Rust emit=asm Can Be Misleading
The short version
Cargo builds like:
$ RUSTFLAGS="--emit asm" cargo build --release
$ cargo rustc --release -- --emit asm
Do not always output assembly equivalent to the machine code you’d get from:
$ cargo build --release
Possibly rustc --emit=asm
has some uses, like examining a single file with
no external dependencies, but it’s not useful for my normal case of wanting
to look at the asm for an arbitrary release build.
The long version
Previously I rewrote my ray tracer
to use crossbeam::scope
and crossbeam::queue
instead of rayon. Internally
rayon leans heavily on crossbeam::deque
for its work-stealing implementation, so
my expectation was that this change would be neutral or a slight improvement,
depending on how good of a job the compiler had been doing to condense
rayon’s abstractions.
Instead it was a ~15% regression.
Looking at the asm, pt. 1
The asm output appeared sane. I saw no expensive indirection, calls, etc. - things were getting properly inlined and optimized.
Understanding rayon
I first questioned my understanding of rayon and spent some time digging through its guts. It’s well-engineered, and it’s impressive that clang’s able to condense all of its abstractions down into basically no overhead - but I also didn’t see anything fundamentally novel or surprising going on that would give it a significant performance edge. The splitting/work assignment portion of the vec codepath looked like it would lead to slightly more even partitioning than my hand-built crossbeam method, but not by a lot, and definitely not by 15%. So that was bust. I did notice that crossbeam needed to heap allocate the closure I was using for my thread body, so perhaps that caused some additional overhead, but it should have been negligible.
CPU profiling
At this point I dumped both versions into Instruments and did some basic CPU
profiling. rayon’s a bit annoying to poke around in because you end up with
extremely deep stacks of join
frames, but nothing really stood out. The
crossbeam version was simply slower with no major red flags.

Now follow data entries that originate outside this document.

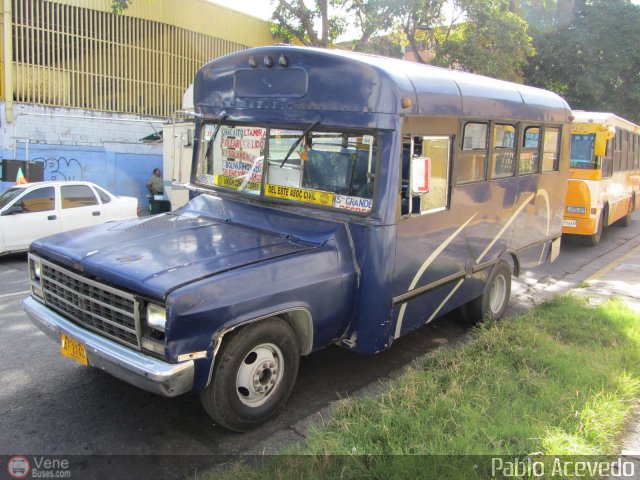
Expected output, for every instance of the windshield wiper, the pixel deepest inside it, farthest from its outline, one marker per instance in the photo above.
(223, 117)
(297, 142)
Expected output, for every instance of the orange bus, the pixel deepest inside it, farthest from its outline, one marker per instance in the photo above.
(604, 174)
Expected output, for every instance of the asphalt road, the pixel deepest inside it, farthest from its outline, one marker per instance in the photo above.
(50, 405)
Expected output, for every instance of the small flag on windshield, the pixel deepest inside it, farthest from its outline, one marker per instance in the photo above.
(20, 178)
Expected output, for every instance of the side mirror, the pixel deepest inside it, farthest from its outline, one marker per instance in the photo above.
(13, 210)
(600, 146)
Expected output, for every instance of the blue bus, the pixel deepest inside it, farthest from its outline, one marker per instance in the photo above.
(337, 198)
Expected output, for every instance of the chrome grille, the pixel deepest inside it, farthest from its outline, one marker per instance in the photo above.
(103, 309)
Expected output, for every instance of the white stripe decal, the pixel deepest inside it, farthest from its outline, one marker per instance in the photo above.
(424, 267)
(505, 226)
(543, 193)
(454, 290)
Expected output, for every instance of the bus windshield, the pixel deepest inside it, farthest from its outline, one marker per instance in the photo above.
(331, 169)
(582, 152)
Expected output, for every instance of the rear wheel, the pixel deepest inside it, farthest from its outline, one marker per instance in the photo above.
(593, 240)
(494, 300)
(253, 375)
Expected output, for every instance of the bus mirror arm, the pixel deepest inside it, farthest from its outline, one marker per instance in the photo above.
(600, 144)
(297, 142)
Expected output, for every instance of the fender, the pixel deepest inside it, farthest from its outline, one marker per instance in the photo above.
(299, 318)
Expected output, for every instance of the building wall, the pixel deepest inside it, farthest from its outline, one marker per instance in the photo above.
(80, 80)
(74, 144)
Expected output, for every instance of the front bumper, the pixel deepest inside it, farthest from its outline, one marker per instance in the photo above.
(148, 373)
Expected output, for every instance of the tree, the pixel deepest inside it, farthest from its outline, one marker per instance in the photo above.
(492, 40)
(320, 26)
(292, 19)
(589, 55)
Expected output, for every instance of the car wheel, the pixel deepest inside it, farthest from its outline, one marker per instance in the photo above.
(493, 302)
(253, 375)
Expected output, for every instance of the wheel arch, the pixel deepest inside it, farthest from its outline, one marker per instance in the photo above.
(298, 318)
(512, 259)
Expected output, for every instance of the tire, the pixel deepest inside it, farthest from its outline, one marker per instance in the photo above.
(626, 220)
(593, 240)
(253, 375)
(493, 302)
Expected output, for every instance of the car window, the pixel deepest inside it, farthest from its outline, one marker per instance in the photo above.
(9, 195)
(74, 196)
(104, 196)
(39, 200)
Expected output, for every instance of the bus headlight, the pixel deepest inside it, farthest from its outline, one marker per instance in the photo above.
(578, 210)
(156, 317)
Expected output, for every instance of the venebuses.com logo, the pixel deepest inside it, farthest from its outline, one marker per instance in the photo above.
(20, 466)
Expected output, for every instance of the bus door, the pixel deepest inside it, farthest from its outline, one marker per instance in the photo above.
(427, 249)
(540, 186)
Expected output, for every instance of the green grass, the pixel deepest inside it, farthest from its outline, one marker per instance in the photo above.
(559, 380)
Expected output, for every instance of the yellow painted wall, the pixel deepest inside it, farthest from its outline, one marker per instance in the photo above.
(77, 54)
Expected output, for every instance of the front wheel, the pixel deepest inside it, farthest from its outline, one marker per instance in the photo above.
(494, 300)
(253, 375)
(626, 220)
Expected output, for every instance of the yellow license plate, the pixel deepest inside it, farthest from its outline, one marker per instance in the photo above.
(73, 349)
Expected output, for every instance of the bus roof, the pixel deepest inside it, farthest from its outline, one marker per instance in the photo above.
(604, 118)
(302, 78)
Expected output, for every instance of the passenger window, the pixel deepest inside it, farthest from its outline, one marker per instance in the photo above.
(74, 196)
(470, 165)
(607, 160)
(550, 155)
(503, 153)
(426, 161)
(617, 154)
(530, 153)
(40, 200)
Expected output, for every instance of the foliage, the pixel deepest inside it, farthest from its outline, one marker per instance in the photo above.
(293, 20)
(587, 52)
(493, 41)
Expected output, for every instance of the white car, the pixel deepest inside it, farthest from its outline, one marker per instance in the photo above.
(35, 210)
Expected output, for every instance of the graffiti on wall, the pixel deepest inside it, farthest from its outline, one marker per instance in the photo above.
(62, 168)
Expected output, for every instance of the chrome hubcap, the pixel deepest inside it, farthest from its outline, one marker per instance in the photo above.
(497, 294)
(259, 374)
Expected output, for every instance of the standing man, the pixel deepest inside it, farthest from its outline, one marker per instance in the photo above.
(155, 184)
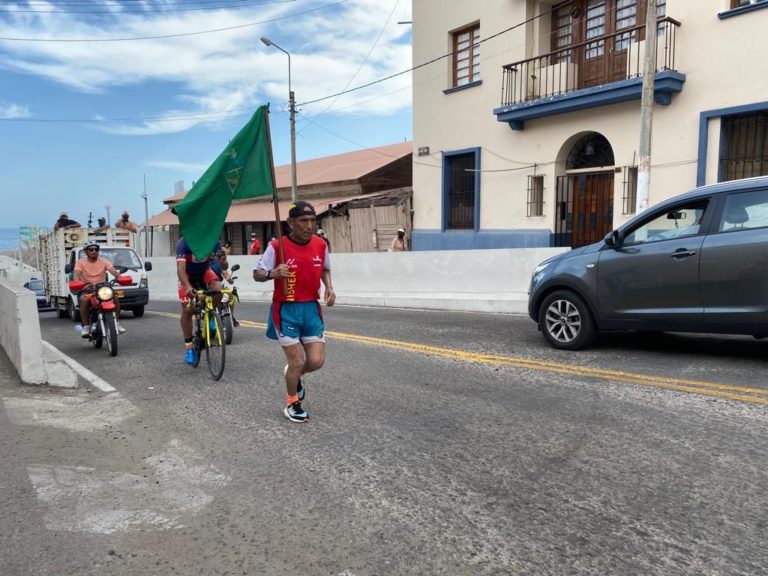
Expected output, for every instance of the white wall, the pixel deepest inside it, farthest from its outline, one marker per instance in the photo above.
(20, 332)
(467, 280)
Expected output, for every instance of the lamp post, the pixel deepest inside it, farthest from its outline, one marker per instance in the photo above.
(292, 106)
(146, 219)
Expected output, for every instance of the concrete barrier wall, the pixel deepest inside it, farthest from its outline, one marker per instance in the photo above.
(20, 332)
(460, 280)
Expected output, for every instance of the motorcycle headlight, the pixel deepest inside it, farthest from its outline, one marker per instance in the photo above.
(105, 293)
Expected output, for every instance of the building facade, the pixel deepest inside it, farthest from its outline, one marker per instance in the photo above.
(527, 117)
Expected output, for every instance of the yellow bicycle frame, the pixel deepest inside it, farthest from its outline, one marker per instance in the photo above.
(205, 318)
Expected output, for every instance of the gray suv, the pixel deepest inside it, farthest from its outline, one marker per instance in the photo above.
(694, 263)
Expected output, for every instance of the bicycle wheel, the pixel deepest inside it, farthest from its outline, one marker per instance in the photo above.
(215, 347)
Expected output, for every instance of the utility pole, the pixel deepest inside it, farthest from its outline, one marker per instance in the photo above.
(292, 104)
(146, 219)
(646, 109)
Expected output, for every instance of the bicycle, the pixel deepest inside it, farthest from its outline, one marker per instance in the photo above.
(212, 341)
(229, 298)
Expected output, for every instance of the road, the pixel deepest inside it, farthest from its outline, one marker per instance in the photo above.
(439, 443)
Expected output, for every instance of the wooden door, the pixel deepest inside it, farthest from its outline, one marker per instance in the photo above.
(592, 207)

More in-depth CPU profiling
I’d been looking for an excuse to try Intel VTune for awhile, but since it’s only supported on Windows and Linux and is best run on bare-metal, it had always been slightly too much effort to stand up for smaller projects. It seemed warranted for this one! I had an existing Windows bootcamp partition, so figured I’d see just how much hassle it was to get everything working in that before I dusted off something to run Linux.

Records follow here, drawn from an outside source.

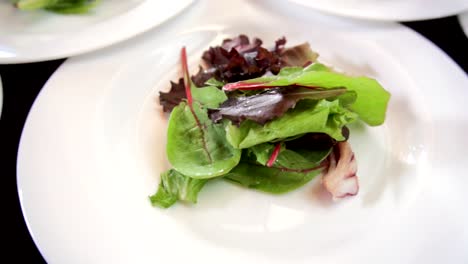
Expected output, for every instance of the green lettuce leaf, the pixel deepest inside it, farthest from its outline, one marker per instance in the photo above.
(307, 117)
(300, 159)
(271, 180)
(195, 146)
(174, 187)
(371, 102)
(209, 96)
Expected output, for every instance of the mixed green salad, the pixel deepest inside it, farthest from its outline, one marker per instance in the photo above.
(269, 120)
(57, 6)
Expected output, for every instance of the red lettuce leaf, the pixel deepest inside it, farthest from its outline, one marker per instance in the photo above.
(241, 59)
(268, 105)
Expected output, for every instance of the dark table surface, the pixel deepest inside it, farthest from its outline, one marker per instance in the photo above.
(22, 83)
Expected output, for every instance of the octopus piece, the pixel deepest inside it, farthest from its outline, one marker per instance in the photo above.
(340, 177)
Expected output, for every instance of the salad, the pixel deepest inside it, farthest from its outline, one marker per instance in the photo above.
(266, 119)
(57, 6)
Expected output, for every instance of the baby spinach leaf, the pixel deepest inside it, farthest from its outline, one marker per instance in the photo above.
(270, 179)
(268, 105)
(195, 146)
(174, 187)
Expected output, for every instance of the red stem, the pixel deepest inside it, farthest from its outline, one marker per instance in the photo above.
(188, 92)
(274, 155)
(258, 86)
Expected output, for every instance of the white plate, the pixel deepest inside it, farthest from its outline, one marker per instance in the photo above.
(392, 10)
(463, 19)
(40, 35)
(1, 96)
(84, 182)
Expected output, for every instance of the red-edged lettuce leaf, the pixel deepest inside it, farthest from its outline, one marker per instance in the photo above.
(266, 106)
(241, 59)
(371, 101)
(169, 100)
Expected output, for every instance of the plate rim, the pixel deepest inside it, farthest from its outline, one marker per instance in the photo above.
(142, 11)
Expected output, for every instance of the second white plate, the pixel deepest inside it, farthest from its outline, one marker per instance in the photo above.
(94, 144)
(40, 35)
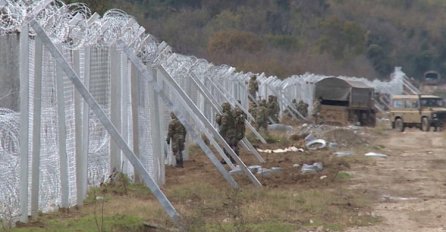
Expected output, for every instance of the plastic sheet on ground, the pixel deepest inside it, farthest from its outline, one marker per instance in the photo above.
(316, 144)
(343, 153)
(315, 167)
(280, 150)
(280, 127)
(374, 154)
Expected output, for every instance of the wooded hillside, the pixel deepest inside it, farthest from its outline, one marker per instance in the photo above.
(366, 38)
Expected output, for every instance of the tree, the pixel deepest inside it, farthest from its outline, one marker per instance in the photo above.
(341, 39)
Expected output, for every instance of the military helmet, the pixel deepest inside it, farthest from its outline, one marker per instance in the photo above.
(226, 106)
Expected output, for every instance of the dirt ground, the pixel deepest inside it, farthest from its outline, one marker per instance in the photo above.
(409, 185)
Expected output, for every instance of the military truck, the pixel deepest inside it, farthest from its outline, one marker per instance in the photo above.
(421, 111)
(345, 102)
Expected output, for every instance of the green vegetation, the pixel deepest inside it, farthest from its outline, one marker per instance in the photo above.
(284, 37)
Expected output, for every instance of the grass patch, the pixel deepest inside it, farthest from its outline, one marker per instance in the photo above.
(342, 176)
(88, 223)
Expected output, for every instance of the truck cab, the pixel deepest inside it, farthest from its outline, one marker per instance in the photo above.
(422, 111)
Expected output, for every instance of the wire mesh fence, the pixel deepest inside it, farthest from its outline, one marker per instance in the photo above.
(90, 44)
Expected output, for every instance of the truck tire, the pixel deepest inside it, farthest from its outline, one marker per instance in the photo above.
(399, 124)
(425, 125)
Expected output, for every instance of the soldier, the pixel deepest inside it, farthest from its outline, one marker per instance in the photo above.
(302, 108)
(262, 115)
(273, 108)
(226, 126)
(176, 134)
(316, 110)
(240, 118)
(253, 86)
(252, 109)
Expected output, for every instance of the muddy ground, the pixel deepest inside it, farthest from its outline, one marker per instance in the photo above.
(409, 185)
(407, 188)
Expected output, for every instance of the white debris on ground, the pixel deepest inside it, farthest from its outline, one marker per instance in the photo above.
(374, 154)
(315, 167)
(288, 149)
(334, 136)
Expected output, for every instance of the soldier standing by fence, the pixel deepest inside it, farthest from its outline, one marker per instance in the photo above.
(240, 118)
(316, 110)
(262, 116)
(176, 134)
(226, 126)
(302, 107)
(273, 108)
(253, 86)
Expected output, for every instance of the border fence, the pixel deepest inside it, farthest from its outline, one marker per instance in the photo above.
(85, 95)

Sidebar: turns out Rust on Windows is… really nice. I’m not a Windows dev. There are things I admire about the ecosystem (like a good first-party debugger and some decent OS APIs), but apart from some Java way back in high school I’ve never even tried to compile software on a Windows machine. It always looked like a nightmare for C/C++ projects - I’m familiar enough with the code side of cross-platform support, but as for actually building things… I think cmake can spit out a Visual Studio project? And I keep hearing about WSL? So I went in with significant trepidation. Turns out it took all of ten minutes to install the VS C++ tools, rustup, a rust toolchain, vtune, and get everything building and working together. Pretty impressive.
VTune itself is a complex beast. Most (all?) of the data in it is stuff you
could get out of perf
, but the collection and workflow is streamlined - it
does a good job of keeping track of previous runs, grouping them in a way so
you don’t lose anything, surfacing useful information based on top-level
categories (eg. “I want to look at memory access”), and providing a
diff view between runs. It looks particularly useful for guiding iterative optimization
and refinement. It’s a bit less useful when I’m comparing the
performance of two fairly different programs, because many of the stack
traces are unique to either the rayon or crossbeam version, so “you have 100%
more of these rayon stack traces in this run” is not helpful. Looking through
the data I saw that I was getting flagged on uarch perf, retiring
instructions maybe 5% worse in the crossbeam version. Thinking that could be
stalling waiting on memory, I ran a memory access profile and saw:
Crossbeam version is on the left, rayon version is on the right. Okay, 3s runtime difference - that’s commensurate with the perf regression I’m seeing. Interesting, we’re memory bound twice as frequently. That’s strange because our memory access pattern should be pretty similar. We’re doing over twice as many stores. We’re doing some additional loads. We’re…
Wait.
We’re doing over twice as many stores?! That doesn’t make sense.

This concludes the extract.